In this post, I focus on three notations of the Bachmann-Landau family:
- O (Big O)
- Ω (Big Omega)
- ϴ (Big Theta)
My description of these notations is deliberately informal. My goal is just to give you a feel for what these notations are about and why they are useful.
A running example
Through this post, I use Quicksort as an example.
Quicksort is a divide-and-conquer comparison-based sorting algorithm. Even though it has a slow worst-case running time, it is often the best practical choice for sorting because it is remarkably efficient on average.
For this post, let's assume a Quicksort implementation that always takes a quadratic number of steps in the worst-case. And let's also assume that n represents the size of the input, which, in this case, is the size of the input array.
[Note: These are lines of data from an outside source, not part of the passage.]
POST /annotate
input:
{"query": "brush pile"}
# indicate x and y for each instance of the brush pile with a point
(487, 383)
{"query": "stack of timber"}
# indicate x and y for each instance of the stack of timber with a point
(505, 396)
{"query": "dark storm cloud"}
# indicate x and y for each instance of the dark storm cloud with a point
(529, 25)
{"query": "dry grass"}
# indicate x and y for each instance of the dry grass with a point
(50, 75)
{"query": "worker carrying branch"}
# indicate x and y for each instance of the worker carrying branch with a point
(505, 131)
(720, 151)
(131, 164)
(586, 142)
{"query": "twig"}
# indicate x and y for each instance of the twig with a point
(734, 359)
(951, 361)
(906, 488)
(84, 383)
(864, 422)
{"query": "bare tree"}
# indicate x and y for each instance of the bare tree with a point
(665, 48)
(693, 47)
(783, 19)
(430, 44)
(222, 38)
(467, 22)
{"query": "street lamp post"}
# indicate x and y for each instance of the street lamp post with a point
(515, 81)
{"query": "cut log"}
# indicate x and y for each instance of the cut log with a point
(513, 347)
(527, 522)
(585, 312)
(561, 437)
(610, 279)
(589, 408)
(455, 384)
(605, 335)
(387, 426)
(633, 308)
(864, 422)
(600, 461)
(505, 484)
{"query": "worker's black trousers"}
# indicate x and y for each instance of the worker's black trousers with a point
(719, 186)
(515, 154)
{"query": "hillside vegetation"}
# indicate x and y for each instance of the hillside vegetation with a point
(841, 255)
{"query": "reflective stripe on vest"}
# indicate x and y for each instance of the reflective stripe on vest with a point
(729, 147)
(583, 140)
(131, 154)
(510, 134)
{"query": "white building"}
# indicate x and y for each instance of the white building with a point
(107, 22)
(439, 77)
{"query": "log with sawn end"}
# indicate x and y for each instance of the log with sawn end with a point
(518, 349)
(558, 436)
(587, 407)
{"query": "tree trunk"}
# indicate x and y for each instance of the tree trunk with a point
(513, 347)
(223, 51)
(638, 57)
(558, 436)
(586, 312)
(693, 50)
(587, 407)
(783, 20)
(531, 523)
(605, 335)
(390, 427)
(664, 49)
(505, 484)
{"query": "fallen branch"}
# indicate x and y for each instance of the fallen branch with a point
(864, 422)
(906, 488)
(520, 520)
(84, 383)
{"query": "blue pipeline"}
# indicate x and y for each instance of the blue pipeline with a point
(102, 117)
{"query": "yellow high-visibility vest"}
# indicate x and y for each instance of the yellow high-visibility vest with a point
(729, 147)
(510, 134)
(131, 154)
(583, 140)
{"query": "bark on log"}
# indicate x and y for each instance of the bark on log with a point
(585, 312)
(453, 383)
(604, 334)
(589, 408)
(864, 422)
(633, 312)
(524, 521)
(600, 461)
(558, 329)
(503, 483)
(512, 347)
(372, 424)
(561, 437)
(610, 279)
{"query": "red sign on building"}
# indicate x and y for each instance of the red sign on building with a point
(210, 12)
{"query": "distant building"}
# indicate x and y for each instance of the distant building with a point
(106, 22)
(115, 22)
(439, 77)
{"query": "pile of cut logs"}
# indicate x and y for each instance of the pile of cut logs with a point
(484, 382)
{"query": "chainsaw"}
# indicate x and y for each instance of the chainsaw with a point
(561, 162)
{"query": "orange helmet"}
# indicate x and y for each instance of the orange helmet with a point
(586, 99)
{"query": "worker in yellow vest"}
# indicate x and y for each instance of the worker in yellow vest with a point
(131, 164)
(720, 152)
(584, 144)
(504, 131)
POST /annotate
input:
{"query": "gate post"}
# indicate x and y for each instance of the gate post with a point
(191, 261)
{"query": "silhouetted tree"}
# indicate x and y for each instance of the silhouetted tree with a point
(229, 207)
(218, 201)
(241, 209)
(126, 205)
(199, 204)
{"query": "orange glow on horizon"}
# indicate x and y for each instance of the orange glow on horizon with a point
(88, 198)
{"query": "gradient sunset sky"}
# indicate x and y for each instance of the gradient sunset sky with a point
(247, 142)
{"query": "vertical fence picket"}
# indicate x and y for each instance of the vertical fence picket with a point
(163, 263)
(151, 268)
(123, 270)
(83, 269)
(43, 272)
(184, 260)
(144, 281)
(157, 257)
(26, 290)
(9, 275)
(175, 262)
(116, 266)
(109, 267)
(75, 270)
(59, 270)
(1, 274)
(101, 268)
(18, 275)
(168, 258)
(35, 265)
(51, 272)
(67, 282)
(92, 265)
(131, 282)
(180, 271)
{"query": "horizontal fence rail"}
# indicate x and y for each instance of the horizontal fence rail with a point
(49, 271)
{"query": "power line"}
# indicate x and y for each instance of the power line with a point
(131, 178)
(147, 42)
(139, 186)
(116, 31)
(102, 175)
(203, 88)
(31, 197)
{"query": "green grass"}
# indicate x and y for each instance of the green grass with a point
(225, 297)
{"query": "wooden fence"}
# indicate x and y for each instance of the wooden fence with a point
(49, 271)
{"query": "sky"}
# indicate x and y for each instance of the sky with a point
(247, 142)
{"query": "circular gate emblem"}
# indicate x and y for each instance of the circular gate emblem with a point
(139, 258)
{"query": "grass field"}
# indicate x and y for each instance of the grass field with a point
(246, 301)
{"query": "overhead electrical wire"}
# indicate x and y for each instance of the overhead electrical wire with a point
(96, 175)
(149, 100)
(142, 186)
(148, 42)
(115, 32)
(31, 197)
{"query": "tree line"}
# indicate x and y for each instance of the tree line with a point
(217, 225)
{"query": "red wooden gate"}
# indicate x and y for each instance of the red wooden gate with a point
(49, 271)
A general view of the Bachmann-Landau notation
In general terms, the asymptotic notations of the Bachmann-Landau family are used to compare functions.
You can express the running time of an algorithm as a function f(n), and, for example, you can say that f(n) = O(g(n)). This means that, for all sufficiently large values of n, the value f(n) is less than or equal to g(n) to within a constant factor.
This comparison-centric point of view is important because the different notations of the Bachmann-Landau family give you the different comparison operators: ≤, ≥ and =.
In simple and informal terms:
O-notation gives you a rough notion of less-than-or-equal-to (≤).
In the Quicksort example, you can say the worst-case running time of Quicksort is O(n²).
This means that the worst-case of Quicksort takes at most a quadratic number of steps.
You could also say that the worst-case of Quicksort is O(n³) because O establishes only an upper bound.
If you write that f(n) = O(g(n)), then the function g(n) is an asymptotically upper bound for f(n).
Observe in the figure (taken from the "Introduction to Algorithms" book) that we do not care about small values of n (that is, anything smaller than n₀). After all, we do not care whether an algorithm sorts 5 items faster than another. We care about large values of n.
Observe also that the upper bound is not actually g(n). It is g(n) multiplied by some positive constant c. However, O-notation typically ignores such multiplicative constants.
While O-notation allows you to express upper bounds, Ω-notation gives you the opposite:
Ω-notation gives you a rough notion of greater-than-or-equal-to (≥).
In the Quicksort example, you can say that the worst-case of Quicksort is Ω(n²).
This means that, in its worst-case, Quicksort takes at least a quadratic number of steps.
You could also say that the worst-case of Quicksort is Ω(n) because Ω establishes only a lower bound.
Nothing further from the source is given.